Hi i came across this practice question that i have no idea on how to go about it.

 

Five balls are randomly drawn without replacement from a bag containing 4 red balls and 6 black balls. What is the probability that at least 3 red balls will be drawn?

the answer is 0.2619

 

I've tried tree diagrams and the formulas but none of them work, may someone please teach me how???

[greentea]

note: i use . for multiplication

 

what is the number of possible combinations (or whatever this is called, i never remembered them) of five balls out of 10?

10.9.8.7.6/(5.4.3.2.1) = 252

why?

for the first one you have 10 choices, for the second 9, etc (since they are not replaced)

you should also take into account that you do not care about the order. only which balls are taken. since there are 5.4.3.2.1 ways to order five balls divide by that number

example: you took balls 9 4 2 1 7 or 7 4 1 2 9 - same for you. so 120 ways to rearrange those.

that is true for each set of five balls you took out of the ten. therefore divide to get the 'different' combinations (in the sense we are interested).

next, let's look at color

to get at least 3 balls you need either 3 or 4 (all)
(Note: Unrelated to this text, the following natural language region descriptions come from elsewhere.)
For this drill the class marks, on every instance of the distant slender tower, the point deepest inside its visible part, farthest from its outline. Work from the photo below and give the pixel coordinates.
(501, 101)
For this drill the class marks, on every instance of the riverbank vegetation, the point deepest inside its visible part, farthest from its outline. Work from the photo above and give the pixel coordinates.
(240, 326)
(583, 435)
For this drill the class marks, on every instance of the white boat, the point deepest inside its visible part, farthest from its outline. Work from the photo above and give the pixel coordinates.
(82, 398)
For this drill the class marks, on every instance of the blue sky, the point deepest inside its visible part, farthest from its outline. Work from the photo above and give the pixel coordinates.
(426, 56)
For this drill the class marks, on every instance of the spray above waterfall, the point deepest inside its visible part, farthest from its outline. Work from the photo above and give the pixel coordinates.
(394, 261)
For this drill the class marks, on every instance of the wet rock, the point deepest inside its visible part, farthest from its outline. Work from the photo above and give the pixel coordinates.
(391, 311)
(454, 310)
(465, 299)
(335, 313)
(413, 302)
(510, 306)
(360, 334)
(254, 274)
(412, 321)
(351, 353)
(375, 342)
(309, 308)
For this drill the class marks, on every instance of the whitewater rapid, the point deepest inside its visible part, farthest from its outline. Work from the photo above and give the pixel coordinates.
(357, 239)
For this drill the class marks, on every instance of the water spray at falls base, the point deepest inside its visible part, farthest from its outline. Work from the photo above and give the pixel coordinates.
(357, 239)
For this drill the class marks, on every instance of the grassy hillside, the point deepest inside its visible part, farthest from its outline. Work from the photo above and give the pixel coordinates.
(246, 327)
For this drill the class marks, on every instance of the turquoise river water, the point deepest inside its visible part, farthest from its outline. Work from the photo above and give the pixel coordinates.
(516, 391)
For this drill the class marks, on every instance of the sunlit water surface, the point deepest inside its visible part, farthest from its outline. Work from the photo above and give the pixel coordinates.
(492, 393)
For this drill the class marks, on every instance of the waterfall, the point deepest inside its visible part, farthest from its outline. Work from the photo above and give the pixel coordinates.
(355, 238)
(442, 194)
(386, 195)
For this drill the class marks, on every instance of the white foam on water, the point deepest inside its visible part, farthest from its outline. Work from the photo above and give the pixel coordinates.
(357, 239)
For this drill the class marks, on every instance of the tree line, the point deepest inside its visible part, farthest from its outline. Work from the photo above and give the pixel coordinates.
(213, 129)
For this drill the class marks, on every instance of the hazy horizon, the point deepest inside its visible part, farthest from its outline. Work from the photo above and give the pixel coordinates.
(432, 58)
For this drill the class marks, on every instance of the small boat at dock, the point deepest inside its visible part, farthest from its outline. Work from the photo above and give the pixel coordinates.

in a similar manner you can determine the combinations 4.3.2/(3.2.1) for the 3 red balls. then you must also have 2 black balls that make 6.5/(2.1) combinations. Total = 4.15=60

in the case of 4 red balls 4.3.2.1/(4.3.2.1) - only one combination in which you have them all, kind of obvious. for the remaining black 6/1=6. Total = 1.6=6

Total combinations for 3 or 4 red balls 60+6=66

66/252=0,2619

I am explaining in a quite poor way since i do not remember what the proper terms were.